Around Vancouver, graffiti appears in waves
Graffiti isn’t a victimless crime. Just ask Scott Latham. While some people find the illegal painting appealing, Latham estimates that over a 10-year period, tagging and other forms of vandalism have cost him as much as $20,000.
A vice-president of the West Broadway Business Association and a property owner in the area, Latham told the Straight that graffiti is a problem that his organization discusses on a regular basis.
“Over the last few years up till the present”¦we were just starting to feel like we were getting it under control,” Latham said in a telephone interview. “Then in the last year, we all have commented in our monthly meetings that we’re noticing an increase again.”
Latham noted that it’s difficult to say what’s causing the perceived rise in graffiti. But he also stated that WBBA members started noticing more tagging around the time that the City of Vancouver gutted its graffiti-management program.
In December 2009, Vancouver city council approved a round of budget cuts that withdrew funding for the program. Despite saving the city $300,000 annually, the cutbacks resulted in the loss of an array of tools—such as support for community “paint outs”—long used to keep Vancouver’s graffiti problem at bay.
Two tags in particular seem to have exploded over the past few months. One, an illegible scribble usually found on sidewalks and utility poles, has appeared in dozens of locations along West Broadway and Davie Street, as well as on Granville Street all the way from Kerrisdale to the downtown core. The second, a cleaner piece sprayed in handwriting that reads “I love you”, is equally prolific, found everywhere from Gastown to Kitsilano.
But the anecdotal evidence brought to the Straight’s attention isn’t matched by the Vancouver Police Department’s crime-incident reports.
According to VPD statistics, variation in the monthly number of incidents of mischief—the category graffiti falls into—has barely changed over the past year.
Neal Carley, an assistant engineer with the City of Vancouver, told the Straight by phone that one possible explanation for the apparently negligible change in graffiti incidence is that citizens may have taken matters into their own hands.
“We’ve provided less support to private-property owners,” Carley conceded. “My personal opinion would be that private-property owners have taken up or have stepped up to the plate and are continuing on with the direction of the programs that we had initiated.”
But Const. John Braithwaite, a community policing officer responsible for the Broadway corridor, said he’s noticing more graffiti popping up, and he speculated that incidents are simply going unreported.
His colleague Const. Lindsey Houghton, a spokesperson for the VPD, told the Straight that graffiti outbreaks are known to occur.
“Having worked in youth services for a few years, you see certain ebbs and flows in certain tags,” he explained by phone. “It all depends on the time of year and whether or not a certain youth or young adult is in an area at a given time.”
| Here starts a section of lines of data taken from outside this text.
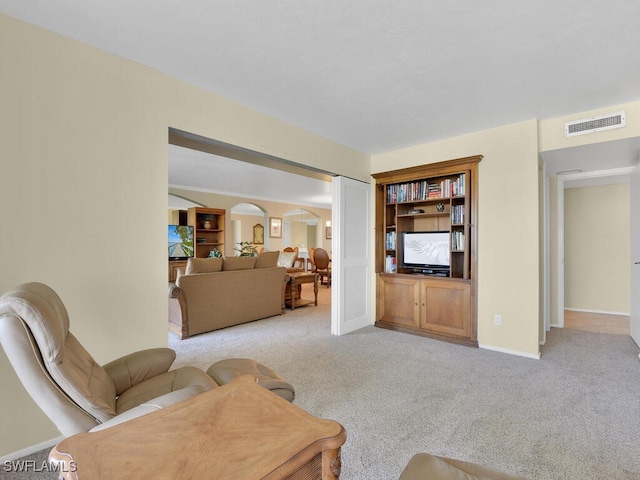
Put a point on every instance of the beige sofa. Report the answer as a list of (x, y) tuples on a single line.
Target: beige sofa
[(213, 293)]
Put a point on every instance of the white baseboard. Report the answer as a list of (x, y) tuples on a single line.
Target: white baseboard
[(602, 312), (510, 352), (31, 450)]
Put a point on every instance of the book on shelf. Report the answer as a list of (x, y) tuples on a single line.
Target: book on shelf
[(457, 214), (391, 240), (390, 264), (424, 190), (457, 241)]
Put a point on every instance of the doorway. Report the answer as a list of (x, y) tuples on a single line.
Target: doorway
[(593, 251)]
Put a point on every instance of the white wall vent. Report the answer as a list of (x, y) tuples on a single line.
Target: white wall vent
[(595, 124)]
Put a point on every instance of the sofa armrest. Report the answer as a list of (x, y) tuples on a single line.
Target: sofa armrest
[(178, 318), (136, 367)]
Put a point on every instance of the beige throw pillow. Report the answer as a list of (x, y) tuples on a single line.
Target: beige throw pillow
[(238, 263), (285, 259), (267, 259), (203, 265)]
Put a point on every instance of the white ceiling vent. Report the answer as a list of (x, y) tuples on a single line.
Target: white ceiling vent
[(595, 124)]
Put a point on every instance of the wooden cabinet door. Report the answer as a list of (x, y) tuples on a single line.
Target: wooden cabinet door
[(399, 300), (445, 307)]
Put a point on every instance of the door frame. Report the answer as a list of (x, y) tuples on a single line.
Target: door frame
[(562, 179)]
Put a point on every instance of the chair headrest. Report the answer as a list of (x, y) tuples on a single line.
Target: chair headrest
[(40, 307)]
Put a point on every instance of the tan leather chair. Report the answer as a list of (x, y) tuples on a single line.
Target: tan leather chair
[(75, 392), (323, 265)]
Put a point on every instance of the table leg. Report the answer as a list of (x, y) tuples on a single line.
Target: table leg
[(315, 289)]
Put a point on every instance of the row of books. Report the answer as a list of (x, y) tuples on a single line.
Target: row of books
[(457, 241), (391, 240), (424, 190), (390, 264), (457, 214)]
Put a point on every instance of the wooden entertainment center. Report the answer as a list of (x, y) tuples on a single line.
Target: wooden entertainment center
[(208, 226), (439, 302)]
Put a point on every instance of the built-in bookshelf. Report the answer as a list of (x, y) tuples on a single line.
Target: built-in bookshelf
[(440, 199)]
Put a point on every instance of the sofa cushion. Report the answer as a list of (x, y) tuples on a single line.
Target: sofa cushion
[(267, 259), (238, 263), (285, 259), (203, 265)]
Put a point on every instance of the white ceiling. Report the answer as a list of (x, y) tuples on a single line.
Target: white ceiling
[(376, 75), (195, 170)]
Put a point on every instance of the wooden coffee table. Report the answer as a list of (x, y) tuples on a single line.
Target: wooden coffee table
[(298, 278), (239, 431)]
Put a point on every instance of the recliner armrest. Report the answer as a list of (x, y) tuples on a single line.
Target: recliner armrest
[(151, 406), (137, 367)]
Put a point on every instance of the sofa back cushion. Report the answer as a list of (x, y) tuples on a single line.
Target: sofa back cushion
[(203, 265), (238, 263), (286, 259), (267, 259)]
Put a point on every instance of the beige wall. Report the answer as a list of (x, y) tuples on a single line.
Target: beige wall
[(597, 248), (553, 250), (83, 190), (508, 229)]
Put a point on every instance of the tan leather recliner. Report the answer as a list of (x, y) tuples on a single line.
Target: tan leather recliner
[(75, 392)]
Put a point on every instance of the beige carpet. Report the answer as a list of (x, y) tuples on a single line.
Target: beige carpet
[(574, 414)]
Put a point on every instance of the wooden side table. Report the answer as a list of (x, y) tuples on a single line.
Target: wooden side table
[(239, 431), (299, 278)]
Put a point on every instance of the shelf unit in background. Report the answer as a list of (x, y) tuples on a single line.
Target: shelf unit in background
[(441, 197), (207, 235)]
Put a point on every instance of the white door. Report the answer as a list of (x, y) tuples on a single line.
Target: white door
[(350, 253), (635, 254)]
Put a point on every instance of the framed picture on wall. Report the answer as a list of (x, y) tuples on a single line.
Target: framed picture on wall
[(258, 234), (275, 227)]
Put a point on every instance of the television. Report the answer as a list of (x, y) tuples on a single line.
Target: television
[(180, 242), (426, 251)]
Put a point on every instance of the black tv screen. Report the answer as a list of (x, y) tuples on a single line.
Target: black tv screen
[(426, 249), (180, 242)]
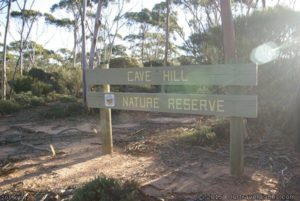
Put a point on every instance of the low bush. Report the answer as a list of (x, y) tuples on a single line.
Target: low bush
[(22, 84), (107, 189), (39, 88), (65, 110), (8, 107), (63, 98), (201, 137), (27, 99)]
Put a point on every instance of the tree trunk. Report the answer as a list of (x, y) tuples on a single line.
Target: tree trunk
[(95, 35), (83, 56), (22, 40), (4, 79), (167, 33), (75, 46)]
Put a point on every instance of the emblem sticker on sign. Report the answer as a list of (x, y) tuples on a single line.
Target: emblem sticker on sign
[(109, 100)]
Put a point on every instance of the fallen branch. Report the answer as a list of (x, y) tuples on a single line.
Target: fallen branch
[(35, 147), (68, 129), (136, 132)]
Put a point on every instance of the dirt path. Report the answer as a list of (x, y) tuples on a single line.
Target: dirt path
[(146, 150)]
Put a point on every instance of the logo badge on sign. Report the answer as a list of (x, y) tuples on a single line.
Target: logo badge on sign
[(109, 100)]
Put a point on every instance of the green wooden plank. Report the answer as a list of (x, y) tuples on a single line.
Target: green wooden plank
[(219, 105), (222, 74)]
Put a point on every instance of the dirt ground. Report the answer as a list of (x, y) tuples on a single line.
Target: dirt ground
[(147, 150)]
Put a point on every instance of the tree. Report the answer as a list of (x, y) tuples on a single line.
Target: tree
[(83, 51), (143, 18), (4, 79), (167, 32), (27, 17), (74, 7)]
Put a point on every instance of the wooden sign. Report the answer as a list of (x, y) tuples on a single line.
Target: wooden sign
[(221, 74), (219, 105)]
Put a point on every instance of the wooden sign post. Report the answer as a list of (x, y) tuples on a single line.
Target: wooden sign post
[(234, 106), (237, 125), (105, 122)]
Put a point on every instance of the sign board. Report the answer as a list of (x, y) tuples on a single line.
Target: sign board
[(219, 105), (221, 74)]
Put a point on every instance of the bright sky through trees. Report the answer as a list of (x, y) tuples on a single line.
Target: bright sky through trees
[(55, 38)]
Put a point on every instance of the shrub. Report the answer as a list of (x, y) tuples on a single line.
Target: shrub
[(26, 99), (22, 84), (107, 189), (63, 111), (8, 107), (39, 88), (37, 101), (202, 137), (67, 99)]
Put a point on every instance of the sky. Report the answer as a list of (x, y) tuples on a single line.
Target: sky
[(49, 36), (55, 38)]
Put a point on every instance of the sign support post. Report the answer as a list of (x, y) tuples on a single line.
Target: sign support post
[(237, 128), (105, 122)]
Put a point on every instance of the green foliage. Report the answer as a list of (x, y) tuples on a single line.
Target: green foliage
[(203, 136), (27, 14), (124, 62), (39, 88), (64, 23), (22, 84), (67, 99), (28, 99), (8, 107), (107, 189), (47, 81)]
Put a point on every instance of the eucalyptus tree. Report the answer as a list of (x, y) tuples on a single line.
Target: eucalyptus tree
[(65, 23), (27, 17), (70, 6), (144, 20), (4, 78)]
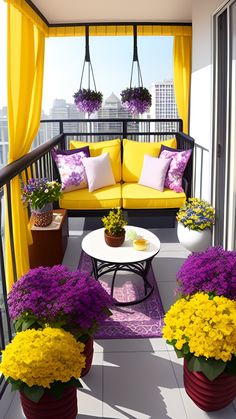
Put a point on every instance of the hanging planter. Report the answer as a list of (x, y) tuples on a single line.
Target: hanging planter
[(136, 99), (88, 100)]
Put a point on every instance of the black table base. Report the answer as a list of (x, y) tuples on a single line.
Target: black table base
[(139, 268)]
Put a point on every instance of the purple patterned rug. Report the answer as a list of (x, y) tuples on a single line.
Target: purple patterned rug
[(144, 320)]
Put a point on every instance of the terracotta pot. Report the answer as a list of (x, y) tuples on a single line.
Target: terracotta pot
[(42, 217), (194, 241), (50, 408), (88, 352), (209, 395), (114, 241)]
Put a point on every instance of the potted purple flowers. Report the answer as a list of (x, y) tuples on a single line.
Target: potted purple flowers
[(57, 297), (87, 100), (40, 193), (212, 271), (136, 99)]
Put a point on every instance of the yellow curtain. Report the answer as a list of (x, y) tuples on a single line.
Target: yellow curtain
[(182, 54), (25, 81), (28, 12)]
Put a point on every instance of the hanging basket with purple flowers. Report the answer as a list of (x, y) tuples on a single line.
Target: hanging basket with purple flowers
[(136, 99), (87, 100)]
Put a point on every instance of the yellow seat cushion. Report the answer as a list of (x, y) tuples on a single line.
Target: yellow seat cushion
[(136, 196), (133, 154), (109, 197), (112, 147)]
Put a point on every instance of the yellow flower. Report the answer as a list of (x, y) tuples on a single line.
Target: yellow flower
[(39, 357), (207, 325)]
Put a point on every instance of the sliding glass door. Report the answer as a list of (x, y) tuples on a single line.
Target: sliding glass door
[(224, 139)]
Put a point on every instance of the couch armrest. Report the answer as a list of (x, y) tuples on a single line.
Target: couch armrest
[(185, 185)]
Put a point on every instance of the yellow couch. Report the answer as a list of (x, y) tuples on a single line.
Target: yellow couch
[(126, 158)]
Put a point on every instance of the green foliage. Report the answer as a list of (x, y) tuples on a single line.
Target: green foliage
[(114, 222), (196, 214), (39, 192)]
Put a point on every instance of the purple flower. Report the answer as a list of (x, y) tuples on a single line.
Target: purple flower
[(211, 271), (136, 99), (56, 294), (87, 100)]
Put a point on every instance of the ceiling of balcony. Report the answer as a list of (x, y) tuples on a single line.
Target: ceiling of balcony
[(71, 11)]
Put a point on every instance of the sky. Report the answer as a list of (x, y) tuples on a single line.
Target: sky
[(111, 59)]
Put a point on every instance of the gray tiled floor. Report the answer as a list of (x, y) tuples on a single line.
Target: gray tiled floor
[(135, 378)]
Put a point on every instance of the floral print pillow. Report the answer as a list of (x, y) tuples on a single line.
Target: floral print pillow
[(179, 160), (72, 171)]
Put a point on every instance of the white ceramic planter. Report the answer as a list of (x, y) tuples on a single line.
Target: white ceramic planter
[(194, 241)]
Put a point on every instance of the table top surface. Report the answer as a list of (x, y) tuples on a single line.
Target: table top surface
[(95, 246)]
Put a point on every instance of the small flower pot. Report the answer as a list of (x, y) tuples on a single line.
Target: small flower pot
[(194, 241), (42, 217), (114, 241), (209, 395)]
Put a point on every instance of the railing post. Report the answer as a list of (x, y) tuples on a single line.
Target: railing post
[(60, 127), (125, 129)]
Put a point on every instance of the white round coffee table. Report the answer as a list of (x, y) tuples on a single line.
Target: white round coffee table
[(107, 259)]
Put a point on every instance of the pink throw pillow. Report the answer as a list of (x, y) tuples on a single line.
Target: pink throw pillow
[(154, 172), (72, 171), (99, 172), (179, 160)]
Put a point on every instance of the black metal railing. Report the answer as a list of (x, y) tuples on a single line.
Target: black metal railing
[(39, 163), (201, 163), (106, 128)]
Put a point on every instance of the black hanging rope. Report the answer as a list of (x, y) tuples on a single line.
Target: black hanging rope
[(88, 61), (135, 59)]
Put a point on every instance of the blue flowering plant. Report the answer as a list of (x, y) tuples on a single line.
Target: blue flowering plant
[(39, 192), (196, 214), (87, 100), (136, 99), (57, 297)]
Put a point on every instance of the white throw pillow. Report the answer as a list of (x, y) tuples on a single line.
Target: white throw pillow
[(99, 172), (154, 172)]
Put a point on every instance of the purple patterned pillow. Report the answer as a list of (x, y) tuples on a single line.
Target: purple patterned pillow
[(55, 151), (72, 171), (179, 160)]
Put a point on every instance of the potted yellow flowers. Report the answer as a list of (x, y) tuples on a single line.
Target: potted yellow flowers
[(202, 329), (114, 224), (195, 220), (44, 365)]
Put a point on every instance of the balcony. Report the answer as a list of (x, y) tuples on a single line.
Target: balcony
[(139, 378)]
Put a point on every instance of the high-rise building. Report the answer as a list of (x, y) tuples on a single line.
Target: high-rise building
[(113, 109), (163, 103), (63, 110)]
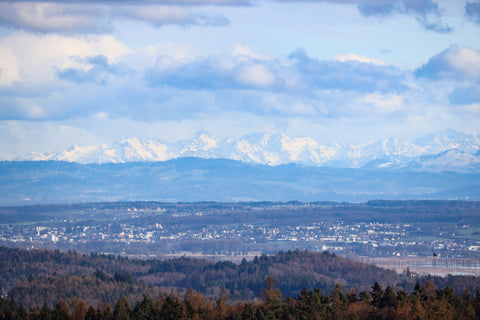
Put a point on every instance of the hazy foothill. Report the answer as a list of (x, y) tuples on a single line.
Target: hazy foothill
[(239, 159)]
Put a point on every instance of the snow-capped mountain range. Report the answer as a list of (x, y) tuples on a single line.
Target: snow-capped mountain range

Houghton said the city’s December budget cuts left vacant the position of the VPD graffiti investigator. But he emphasized that the department’s hundreds of officers are out on the street and monitoring vandalism.
“They know that if all of a sudden we see a graffiti artist doing hundreds of thousands of dollars in damage, we are, of course, going to be assigning detectives and following up on that,” Houghton said.
Jason Statler photo.
Latham agreed that graffiti seems to come in waves. He praised the city’s mural program—which still exists but saw its funding eliminated with the December 2009 budget—as an effective deterrent against tagging.
“We all know that it is the property owner’s responsibility to get graffiti covered up as fast as possible,” Latham said. But, he added, a proactive solution to graffiti is to get a mural painted on a business’s property. “I got one put on one of my buildings and it totally deterred graffiti,” he said.